Can Anybody tell me why the expectation value of the Index of Coincidence is the following?
For a cipher text string of length $L$, where $n$ is the number of alphabet characters, $k_r = 1/n$, and $k_p = \sum_{i=1}^n p_i^2$
$$ E(IC) = \frac{1}{t}*\frac{L - t}{L - 1}*k_p + \frac{t - 1}{t}*\frac{L}{L - 1}*k_r$$
I forgot to state that $t$ is the period of the poly alphabetic cipher used to encipher the message.
Expected Index of Coincidence usually refers to a language's expected index of coincidence (1.73 for English, or 0.067 if you're not normalising).
The formula in question is usually used to determine the length of the key ($t$) given the (measured) $IC$ of received cipher-text. $IC$ is the probability that two randomly-selected letters from the cipher text are identical.

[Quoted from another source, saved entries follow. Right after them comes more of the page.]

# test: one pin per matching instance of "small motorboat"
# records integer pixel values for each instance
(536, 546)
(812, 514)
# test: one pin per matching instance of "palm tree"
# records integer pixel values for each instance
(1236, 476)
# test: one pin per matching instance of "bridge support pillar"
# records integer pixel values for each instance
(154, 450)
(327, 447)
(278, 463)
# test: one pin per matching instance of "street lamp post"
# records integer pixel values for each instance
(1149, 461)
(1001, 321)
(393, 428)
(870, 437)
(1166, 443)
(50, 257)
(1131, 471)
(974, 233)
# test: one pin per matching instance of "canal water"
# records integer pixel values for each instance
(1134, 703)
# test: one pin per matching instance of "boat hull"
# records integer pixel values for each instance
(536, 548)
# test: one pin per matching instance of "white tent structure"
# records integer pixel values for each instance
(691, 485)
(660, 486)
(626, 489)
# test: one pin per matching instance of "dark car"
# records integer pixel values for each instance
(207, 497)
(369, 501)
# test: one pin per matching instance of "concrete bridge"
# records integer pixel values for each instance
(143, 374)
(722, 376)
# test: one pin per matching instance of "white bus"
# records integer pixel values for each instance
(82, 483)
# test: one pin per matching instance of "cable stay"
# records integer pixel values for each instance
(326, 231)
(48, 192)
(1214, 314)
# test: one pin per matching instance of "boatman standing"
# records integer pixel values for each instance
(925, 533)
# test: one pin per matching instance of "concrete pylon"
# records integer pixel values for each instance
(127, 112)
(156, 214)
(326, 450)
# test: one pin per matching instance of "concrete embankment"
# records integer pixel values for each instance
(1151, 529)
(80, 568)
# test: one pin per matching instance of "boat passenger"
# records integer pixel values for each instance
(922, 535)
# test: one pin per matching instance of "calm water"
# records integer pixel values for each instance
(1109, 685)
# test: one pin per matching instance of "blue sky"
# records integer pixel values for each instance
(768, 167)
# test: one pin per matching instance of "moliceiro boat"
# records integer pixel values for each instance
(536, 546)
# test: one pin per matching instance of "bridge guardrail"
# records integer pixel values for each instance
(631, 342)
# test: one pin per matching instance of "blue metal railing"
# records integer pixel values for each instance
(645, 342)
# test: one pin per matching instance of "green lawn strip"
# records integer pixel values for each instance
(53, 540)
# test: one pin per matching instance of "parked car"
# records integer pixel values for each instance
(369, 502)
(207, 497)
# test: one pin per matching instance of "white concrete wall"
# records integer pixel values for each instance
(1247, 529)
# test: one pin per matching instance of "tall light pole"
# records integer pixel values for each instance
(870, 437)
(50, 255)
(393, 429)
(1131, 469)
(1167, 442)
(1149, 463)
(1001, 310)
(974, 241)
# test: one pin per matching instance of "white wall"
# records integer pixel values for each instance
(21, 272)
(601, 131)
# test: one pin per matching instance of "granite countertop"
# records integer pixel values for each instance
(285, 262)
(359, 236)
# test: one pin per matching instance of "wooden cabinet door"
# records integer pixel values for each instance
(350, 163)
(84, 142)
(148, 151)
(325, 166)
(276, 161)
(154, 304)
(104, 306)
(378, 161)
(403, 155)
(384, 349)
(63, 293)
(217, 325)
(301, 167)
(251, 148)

Let $X=\{ x_1,x_2,x_3,...x_L\}$ be the cipher-text. If we think the the poly-alphabetic cipher has period $t$, then we would expect each of the following:
\begin{eqnarray} & X_1 =\{x_1, x_{t+1},x_{2t+1},...\}\\ & X_2 =\{x_2, x_{t+2},x_{2t+2},...\}\\ & \vdots \\ &X_t =\{x_t, x_{2t},x_{3t},...\} \end{eqnarray}
to exhibit the same index as the plaintext ($\kappa_p$). So we can reconstruct $IC(X)$ as follows. Pick two letters at random, we want the probability that they match.
The probability that they are in the same $X_i$ is:
$$ \frac{tC(\frac{L}{t},2)}{C(L,2)} = \frac{L*(\frac{L}{t}-1)}{L(L-1)} $$
The probability they are in different $X_i$s is: $$ \frac{C(t,2)*\frac{L}{t}*\frac{L}{t}}{C(L,2)} = \frac{t(t-1)*\frac{L}{t}*\frac{L}{t}}{L(L-1)} $$
So the probability of two random letters matching is approximately
\begin{eqnarray} IC(X) & \approx \frac{L*(\frac{L}{t}-1)}{L(L-1)}\kappa_p + \frac{t(t-1)*\frac{L}{t}*\frac{L}{t}}{L(L-1)}\kappa_r\\ & = \frac{(L-t)}{t(L-1)}\kappa_p + \frac{(t-1)*L}{t(L-1)}\kappa_r \end{eqnarray}